Another basic entity is compound statement, also known as block statement or section. Compound statement is used for logical grouping of other statements. It consists of identifier, an optional tag and a list of statements. The tag, if present, is similar to the value in simple statements. The same notes that we made about values apply to tags as well. Tags serve to discern between the statements having the same identifier. The list of statements may include statements of both kinds: simple as well as compound ones. Thus, compound statements form a tree-like structure of arbitrary depth, with simple statements as leaf nodes.

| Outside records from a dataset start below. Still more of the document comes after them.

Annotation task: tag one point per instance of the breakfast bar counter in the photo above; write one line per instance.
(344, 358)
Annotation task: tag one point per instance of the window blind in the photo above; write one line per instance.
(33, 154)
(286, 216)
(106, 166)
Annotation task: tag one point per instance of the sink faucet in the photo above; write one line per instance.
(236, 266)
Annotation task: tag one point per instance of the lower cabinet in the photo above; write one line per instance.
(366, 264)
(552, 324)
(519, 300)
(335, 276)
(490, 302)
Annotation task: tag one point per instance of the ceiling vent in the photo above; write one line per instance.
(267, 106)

Each compound statement can have any number of subordinate statements, which are called its child statements. Each statement (no matter simple or compound) has only one parent statement, i.e. a compound statement of which it is a child.

A special implicit statement, called root statement, serves as the parent for the statements at the topmost level of hierarchy.

3.2 Pathnames

Given this hierarchical structure, each statement can be identified by the list of keywords and values (when present) of all compound statements that must be traversed in order to reach that statement. Such a list, written according to a set of conventions, is called a full pathname of the statement. The conventions are:

A pathname which begins with a component separator (‘.’) is called absolute pathname and identifies the statement with relation to the topmost level of hierarchy.

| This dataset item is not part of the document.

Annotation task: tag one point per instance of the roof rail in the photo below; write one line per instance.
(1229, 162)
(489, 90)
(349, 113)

A pathname beginning with an identifier is called relative and identifies the statement in relation to the statement represented by that identifier.

3.3 Example Configuration

The following configuration file will assist us in further discussion. Its syntax is fairly straightforward:

A simple statement is written as identifier followed value. The two parts are separated by any amount of whitespace. Simple statements are terminated by semicolon.

A compound statement is written as identifier followed by a list of subordinate statements in curly braces. A tag (if present) is put between the identifier and the opening curly brace.

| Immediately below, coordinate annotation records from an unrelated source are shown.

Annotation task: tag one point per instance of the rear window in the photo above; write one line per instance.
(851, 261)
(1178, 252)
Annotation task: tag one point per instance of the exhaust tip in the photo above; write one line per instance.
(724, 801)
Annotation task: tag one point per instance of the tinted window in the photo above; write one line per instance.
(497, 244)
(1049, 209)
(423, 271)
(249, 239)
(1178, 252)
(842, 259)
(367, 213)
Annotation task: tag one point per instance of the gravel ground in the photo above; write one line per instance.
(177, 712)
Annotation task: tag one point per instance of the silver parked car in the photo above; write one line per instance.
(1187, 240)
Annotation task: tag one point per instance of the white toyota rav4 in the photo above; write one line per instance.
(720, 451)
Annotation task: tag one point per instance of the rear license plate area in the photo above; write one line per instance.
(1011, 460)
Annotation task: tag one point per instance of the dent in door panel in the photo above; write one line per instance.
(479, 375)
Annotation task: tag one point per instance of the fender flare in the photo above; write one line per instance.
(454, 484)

These syntax conventions roughly correspond to the Grecs configuration format, which cfpeek assumes by default (see grecs).

user smith;
group mail;
pidfile "/var/run/example";

logging {
    facility daemon;
    tag example;
}

program a {
    command "a.out";
    logging {
        facility local0;
        tag a;
    }
}

program b {
    command "b.out";
    wait yes;
    pidfile /var/run/b.pid;
}

Example 3.1: Sample configuration file

3.4 Listing the Entire File

The only argument cfpeek requires is the name of the file to parse. If no other arguments are given, it produces on the standard output a listing of that file in pathname-value form. Each simple statement in the input file is represented by a single line in the output listing. The line consists of two main parts: the full pathname of that statement and its value. The two parts are separated by a colon and space character. For example:

$ cfpeek sample.conf
.user: smith
.group: mail
.pidfile: /var/run/example
.logging.facility: daemon
.logging.tag: example
.program="a".command: a.out
.program="a".logging.facility: local0
.program="a".logging.tag: a
.program="b".command: b.out
.program="b".wait: yes
.program="b".pidfile: /var/run/b.pid

This output can be customized via the --format (-H) command line option. This option takes a list of output flags, each of which modifies some aspect of the output. Most output flags are boolean, i.e. they enable or disable the given feature. To disable the feature, the flag must be prefixed with ‘no’.

The flags ‘path’ and ‘value’ mean to print the pathname of the statement and its value. The ‘descend’ flag affects the output of compound nodes. If this flag is set and a node matching the key is a compound node, cfpeek will output this node and all nodes below it (i.e. its descendant nodes). The ‘descend’ flag is meaningful only if at least one lookup key is supplied.

You can also use --format to change the default component delimiter. For example, to use slash to delimit components:

$ cfpeek --format=delim=/ sample.conf
/user: smith
/group: mail
/pidfile: /var/run/example
/logging/facility: daemon
/logging/tag: example
/program="a"/command: a.out
/program="a"/logging/facility: local0
/program="a"/logging/tag: a
/program="b"/command: b.out
/program="b"/wait: yes
/program="b"/pidfile: /var/run/b.pid

3.5 Statement Lookups

When given more than one argument, cfpeek treats the rest of arguments as search keys. It then searches for statements with pathnames matching each of the keys and outputs them. A key can be either a pathname, or a pattern.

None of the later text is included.